Today, I trained with John Dahms. We discussed about creating a shell around ourselves to prevent ourselves from moving. Creating such a shell is only half of the equation, the other half is that we must stretch/expand the inside as much as possible. This is like a fight between containment and breakout. It is a conflict that we must find a resolution. I think of it as building up a bomb, and then doing a controlled release of the energy through a narrow tube aimed at the target. For this to work, the person doing the containment should be different from the person trying to break out, so that each person is not affected by the other person when performing the desired function. The difficulty comes when in reality there are no two people, but just myself. Ideally, I would be required to split myself into two. In actual practice, we need to use different body parts to perform these separate functions, so they don’t interfere with each other. These actions must be clear.
Let’s get to a more concrete example:
- Engage the opponent. Let’s use the position where the opponent pushes into my elbow.
- Start with nothing moving (lock everything) with a right foot forward stance.

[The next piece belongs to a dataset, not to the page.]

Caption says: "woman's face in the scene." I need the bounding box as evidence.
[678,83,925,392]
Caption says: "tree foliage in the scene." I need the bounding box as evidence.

- Push the heel of the front foot against the ground and open the front kua. This allows the energy to come up the front leg and go across the front side of the waist.
- Push the ball of the rear foot against the ground and open the rear kua. This allows the energy to come up the rear leg and go across the back side of the waist.
- Stretch the central vertical rod, and make sure that it does not move.
- Step 2 and 3 will gradually cause the flesh around the vertical rod to move around the rod. This is like how to spin a rattle drum with two hands. This is the breakout part.
- Keep both shoulders down, and tie them to the kuas. This is part of creating the shell.
- the hands or arms. There is often a strong desire to move them, we need to resist the urge. This is also part of creating the shell.
- Point the middle finger of the front hand towards the opponent’s centre. This is the aiming part for the controlled release.
- At the end, nothing really moves. Only the energy is projected to the opponent.